This year's edition also includes a few new entries, including a float with dancers from the Polynesian Cultural Center in Hawaii; a band and a 50-foot-long dragon from the Chinese Society of Utah; and opera singers.

That's right — opera singers. "It's sort of crazy, isn't it?" said Ariel Bybee, a faculty member at the University of Utah's School of Music and chair of Friends of Opera, which is sponsoring the entry.

Mezzo-soprano Demaree Brown and baritone Daniel Tuutau — doctoral students at the U.'s School of Music — will ride in a carriage, singing arias from Georges Bizet's opera "Carmen." "The biggest problem we had was finding a way to have them sing and have accompaniment," Bybee said.

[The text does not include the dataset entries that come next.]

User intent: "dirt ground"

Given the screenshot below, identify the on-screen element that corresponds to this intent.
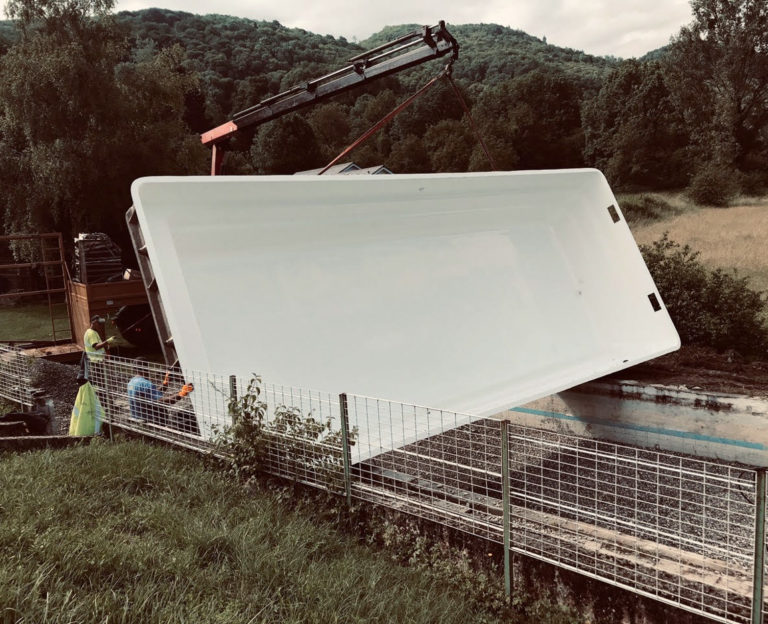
[609,346,768,398]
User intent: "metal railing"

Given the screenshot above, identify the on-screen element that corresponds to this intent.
[1,348,766,623]
[0,343,33,409]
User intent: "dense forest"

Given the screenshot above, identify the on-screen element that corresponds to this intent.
[0,0,768,249]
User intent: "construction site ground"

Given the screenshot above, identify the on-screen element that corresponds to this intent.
[609,346,768,398]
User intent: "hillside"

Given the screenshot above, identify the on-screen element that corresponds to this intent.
[112,9,616,117]
[360,24,618,88]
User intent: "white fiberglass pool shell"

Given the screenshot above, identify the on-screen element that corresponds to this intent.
[132,169,680,454]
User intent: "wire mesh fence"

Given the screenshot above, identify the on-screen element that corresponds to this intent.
[508,425,756,622]
[0,347,765,623]
[0,344,33,407]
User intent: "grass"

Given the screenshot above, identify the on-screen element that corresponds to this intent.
[0,303,70,341]
[632,196,768,291]
[0,442,516,624]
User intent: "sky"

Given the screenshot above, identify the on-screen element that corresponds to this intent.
[116,0,691,58]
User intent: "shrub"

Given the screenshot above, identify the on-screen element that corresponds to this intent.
[640,234,768,357]
[216,376,358,492]
[688,162,739,206]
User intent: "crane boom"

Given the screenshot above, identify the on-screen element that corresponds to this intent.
[201,20,459,174]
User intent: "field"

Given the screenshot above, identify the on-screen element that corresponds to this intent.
[618,194,768,292]
[0,441,536,624]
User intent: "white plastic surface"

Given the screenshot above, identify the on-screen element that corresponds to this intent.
[132,169,680,444]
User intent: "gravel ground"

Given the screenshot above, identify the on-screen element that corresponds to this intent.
[32,358,78,435]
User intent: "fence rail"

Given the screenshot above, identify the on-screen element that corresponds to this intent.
[0,344,33,407]
[0,349,765,623]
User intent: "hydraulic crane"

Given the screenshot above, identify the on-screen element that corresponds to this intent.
[201,20,459,175]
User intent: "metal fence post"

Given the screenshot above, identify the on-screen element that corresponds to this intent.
[501,420,512,600]
[752,468,766,624]
[229,375,237,410]
[339,392,352,507]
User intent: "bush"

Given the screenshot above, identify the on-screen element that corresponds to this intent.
[688,162,739,206]
[640,234,768,357]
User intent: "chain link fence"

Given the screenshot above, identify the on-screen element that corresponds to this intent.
[0,348,765,623]
[0,343,33,408]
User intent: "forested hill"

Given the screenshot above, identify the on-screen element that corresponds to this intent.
[361,24,618,87]
[0,0,768,254]
[112,9,616,118]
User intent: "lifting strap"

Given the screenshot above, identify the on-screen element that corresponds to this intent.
[317,61,497,175]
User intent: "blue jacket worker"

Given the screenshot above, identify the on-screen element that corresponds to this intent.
[128,361,195,426]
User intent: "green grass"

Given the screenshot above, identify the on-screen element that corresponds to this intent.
[0,303,70,341]
[0,442,520,624]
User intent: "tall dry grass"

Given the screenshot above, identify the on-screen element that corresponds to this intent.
[632,197,768,291]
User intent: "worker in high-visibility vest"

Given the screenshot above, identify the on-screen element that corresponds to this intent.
[83,314,115,398]
[83,314,115,362]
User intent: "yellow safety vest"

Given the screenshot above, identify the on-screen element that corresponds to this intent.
[83,327,107,362]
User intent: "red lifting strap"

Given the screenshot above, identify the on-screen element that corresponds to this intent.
[317,68,447,175]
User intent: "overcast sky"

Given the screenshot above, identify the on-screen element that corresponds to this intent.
[116,0,691,58]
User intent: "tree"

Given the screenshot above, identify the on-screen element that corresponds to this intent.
[0,0,204,245]
[422,119,476,172]
[251,113,324,175]
[582,60,690,189]
[667,0,768,176]
[472,70,584,169]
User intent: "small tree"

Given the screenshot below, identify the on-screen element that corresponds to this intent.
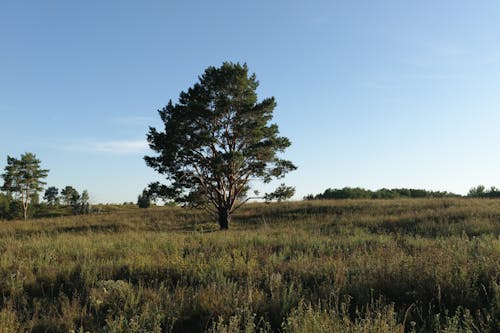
[43,186,59,206]
[264,184,295,202]
[61,185,80,206]
[145,62,296,229]
[2,153,49,220]
[137,189,151,208]
[71,190,90,214]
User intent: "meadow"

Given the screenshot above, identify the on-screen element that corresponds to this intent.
[0,198,500,333]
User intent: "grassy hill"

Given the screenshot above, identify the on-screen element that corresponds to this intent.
[0,198,500,333]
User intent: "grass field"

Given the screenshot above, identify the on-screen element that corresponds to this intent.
[0,199,500,333]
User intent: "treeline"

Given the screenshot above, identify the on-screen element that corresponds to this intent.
[304,185,500,200]
[304,187,459,200]
[0,153,92,220]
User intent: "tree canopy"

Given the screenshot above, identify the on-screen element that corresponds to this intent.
[2,153,49,220]
[145,62,296,229]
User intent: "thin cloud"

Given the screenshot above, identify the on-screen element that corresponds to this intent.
[63,140,149,155]
[91,140,149,155]
[114,116,157,125]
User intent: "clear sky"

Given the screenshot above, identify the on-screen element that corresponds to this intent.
[0,0,500,202]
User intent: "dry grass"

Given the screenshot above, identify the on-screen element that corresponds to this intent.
[0,199,500,332]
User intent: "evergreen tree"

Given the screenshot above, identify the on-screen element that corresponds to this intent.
[43,186,59,206]
[137,189,151,208]
[2,153,49,220]
[145,62,296,229]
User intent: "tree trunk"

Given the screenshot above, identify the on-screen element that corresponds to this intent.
[219,208,231,230]
[21,192,29,221]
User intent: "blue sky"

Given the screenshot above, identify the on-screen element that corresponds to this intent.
[0,0,500,202]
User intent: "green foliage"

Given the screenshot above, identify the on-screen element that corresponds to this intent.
[145,62,296,229]
[0,198,500,333]
[61,185,80,206]
[467,185,500,198]
[304,187,458,200]
[43,186,59,206]
[264,184,295,202]
[1,153,49,220]
[137,189,151,208]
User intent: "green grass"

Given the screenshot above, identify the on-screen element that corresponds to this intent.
[0,199,500,332]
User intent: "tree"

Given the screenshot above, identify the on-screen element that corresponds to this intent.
[137,189,151,208]
[61,185,80,206]
[75,190,90,214]
[145,62,296,229]
[2,153,49,220]
[264,184,295,202]
[43,186,59,206]
[467,185,486,198]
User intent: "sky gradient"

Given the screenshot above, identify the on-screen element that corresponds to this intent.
[0,0,500,202]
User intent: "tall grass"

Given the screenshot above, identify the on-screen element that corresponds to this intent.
[0,199,500,332]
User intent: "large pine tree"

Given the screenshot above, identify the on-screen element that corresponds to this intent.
[2,153,49,220]
[145,62,296,229]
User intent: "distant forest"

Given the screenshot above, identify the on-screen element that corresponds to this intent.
[304,185,500,200]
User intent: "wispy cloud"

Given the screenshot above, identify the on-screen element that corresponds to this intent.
[113,115,158,125]
[92,140,148,155]
[63,140,149,155]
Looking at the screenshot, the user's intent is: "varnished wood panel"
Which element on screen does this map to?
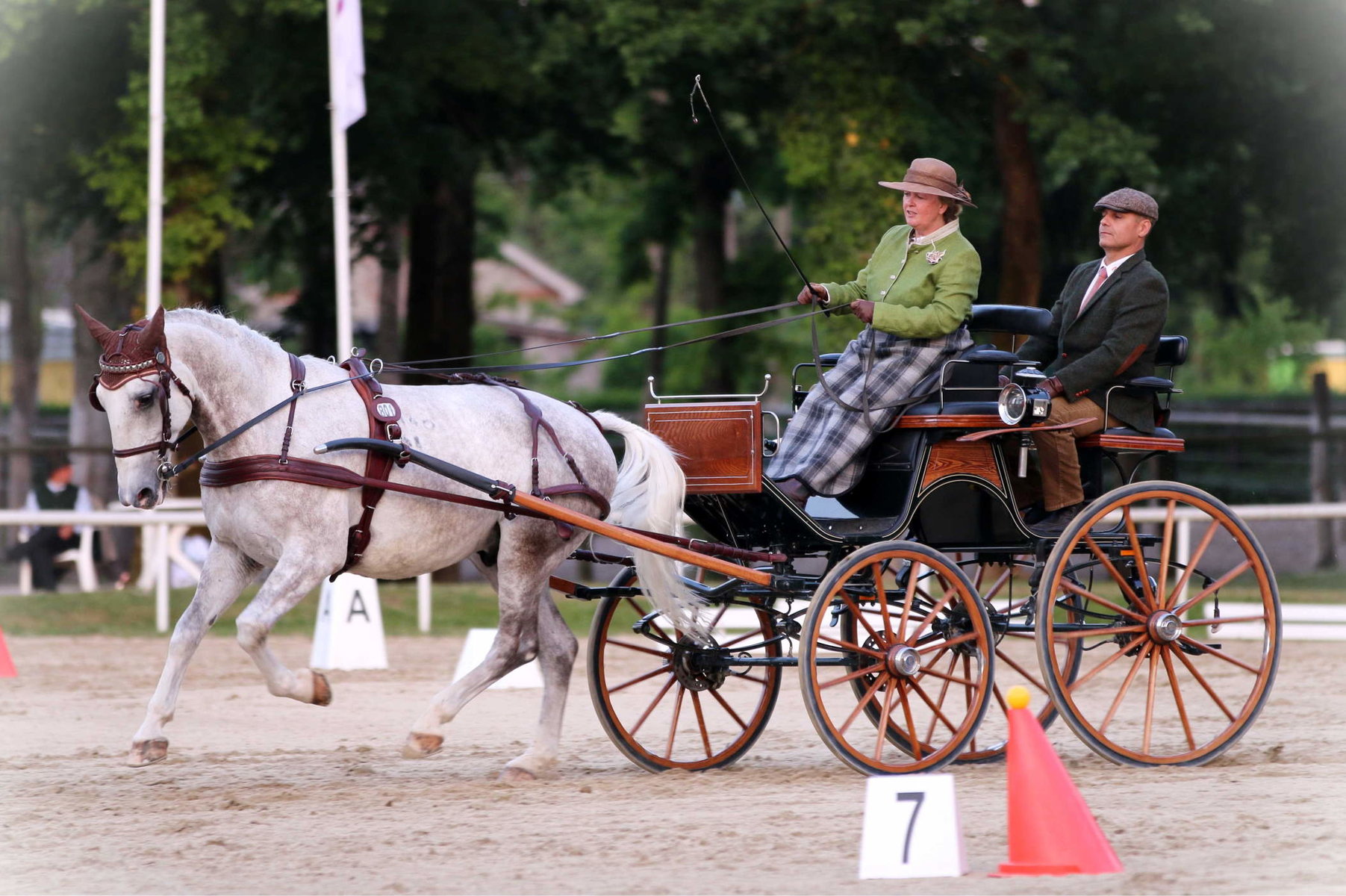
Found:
[1079,435,1187,452]
[898,414,1004,429]
[645,401,761,495]
[920,441,1004,488]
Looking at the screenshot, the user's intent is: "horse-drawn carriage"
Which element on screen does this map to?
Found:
[89,305,1280,777]
[580,305,1280,774]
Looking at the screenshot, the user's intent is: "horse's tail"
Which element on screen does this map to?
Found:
[593,411,705,635]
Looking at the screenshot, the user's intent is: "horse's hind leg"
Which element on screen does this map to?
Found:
[126,541,258,765]
[501,589,579,780]
[238,552,332,706]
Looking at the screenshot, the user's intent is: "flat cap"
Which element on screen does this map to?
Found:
[1094,187,1159,220]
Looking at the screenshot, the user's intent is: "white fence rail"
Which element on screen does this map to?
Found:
[0,502,1346,641]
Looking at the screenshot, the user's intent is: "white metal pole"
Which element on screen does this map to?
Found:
[146,0,167,315]
[155,523,169,632]
[327,0,354,361]
[416,573,429,634]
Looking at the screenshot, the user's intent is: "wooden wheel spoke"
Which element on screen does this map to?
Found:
[1061,579,1145,623]
[607,663,669,694]
[1163,650,1197,750]
[818,635,888,661]
[692,690,714,759]
[1183,614,1267,628]
[607,638,673,659]
[632,673,677,736]
[837,673,890,735]
[1051,626,1145,641]
[1174,650,1234,721]
[912,679,959,743]
[1098,644,1153,735]
[818,663,885,689]
[1178,635,1261,676]
[1140,650,1159,753]
[664,688,687,759]
[1068,632,1147,691]
[873,670,894,763]
[1121,505,1158,612]
[1172,560,1253,616]
[708,680,748,730]
[1151,498,1178,609]
[1165,520,1220,608]
[917,631,977,654]
[1085,533,1144,606]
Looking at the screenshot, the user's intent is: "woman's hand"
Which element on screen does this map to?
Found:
[794,282,828,305]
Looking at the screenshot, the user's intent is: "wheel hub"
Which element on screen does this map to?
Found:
[672,635,728,690]
[1148,609,1182,643]
[888,644,920,678]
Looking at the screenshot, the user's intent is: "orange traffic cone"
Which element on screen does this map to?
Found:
[0,628,19,678]
[994,686,1123,877]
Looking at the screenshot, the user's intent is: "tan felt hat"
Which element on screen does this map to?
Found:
[1094,187,1159,220]
[879,159,977,208]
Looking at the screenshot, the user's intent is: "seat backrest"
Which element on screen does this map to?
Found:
[968,305,1051,336]
[1155,336,1187,367]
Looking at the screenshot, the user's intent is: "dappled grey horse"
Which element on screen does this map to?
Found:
[81,309,694,779]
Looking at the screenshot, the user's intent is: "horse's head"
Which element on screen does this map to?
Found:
[77,305,193,510]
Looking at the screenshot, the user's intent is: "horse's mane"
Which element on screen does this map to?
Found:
[164,308,281,360]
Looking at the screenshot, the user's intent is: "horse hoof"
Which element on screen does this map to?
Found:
[126,737,168,768]
[496,765,537,784]
[402,735,444,759]
[310,670,332,706]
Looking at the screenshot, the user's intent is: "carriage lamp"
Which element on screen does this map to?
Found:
[996,367,1051,426]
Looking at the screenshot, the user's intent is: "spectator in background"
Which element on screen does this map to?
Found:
[10,458,93,591]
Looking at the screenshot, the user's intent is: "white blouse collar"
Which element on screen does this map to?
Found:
[912,218,959,246]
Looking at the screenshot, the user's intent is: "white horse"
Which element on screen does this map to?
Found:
[86,309,691,779]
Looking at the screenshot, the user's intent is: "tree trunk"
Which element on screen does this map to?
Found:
[649,242,673,384]
[0,200,42,516]
[994,78,1042,305]
[692,159,735,393]
[70,223,133,503]
[374,223,404,376]
[404,166,476,373]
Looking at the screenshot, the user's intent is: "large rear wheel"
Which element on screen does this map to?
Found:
[800,541,994,775]
[1036,482,1280,765]
[588,569,781,772]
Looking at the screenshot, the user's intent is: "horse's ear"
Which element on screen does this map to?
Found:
[139,305,164,349]
[75,305,117,349]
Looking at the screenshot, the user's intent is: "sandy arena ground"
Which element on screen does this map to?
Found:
[0,626,1346,893]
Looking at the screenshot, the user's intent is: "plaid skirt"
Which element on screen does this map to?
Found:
[767,327,972,497]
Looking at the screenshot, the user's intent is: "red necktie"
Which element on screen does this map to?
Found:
[1079,265,1108,312]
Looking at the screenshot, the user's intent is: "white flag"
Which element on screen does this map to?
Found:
[327,0,365,128]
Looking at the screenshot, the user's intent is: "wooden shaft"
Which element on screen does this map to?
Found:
[511,492,771,585]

The restored 19th-century carriage (from Horman's antique carriage collection) has been outfitted with a 21st-century, state-of-the-art sound system to do just that.

"The singers will actually sing, using microphones," Bybee said. "No lip-syncing. So keep your fingers crossed that it works. We've never done anything like this before."

Not in the Days of '47 Parade, at least. But Bybee, herself a mezzo-soprano who sang in more than 450 performances at New York's Metropolitan Opera, is parade-trained.

"I have to tell you, I sang in the Macy's Thanksgiving Day Parade one year," she said. "The Met had a float sponsored by Ocean Spray, and another girl and I sang 'Hansel and Gretel' all the way down Central Park West. It was a lot of fun. "

Days of '47 Parade

» The route begins at South Temple and State Street, runs east to 200 East, turns south to 900 South, then turns east to Liberty Park at 600 East.

» Paradegoers are allowed to camp out on the parade route Monday evening, beginning at 6 p.m.

» The parade will be televised live on KSL-Channel 5 on Tuesday at 9 a.m.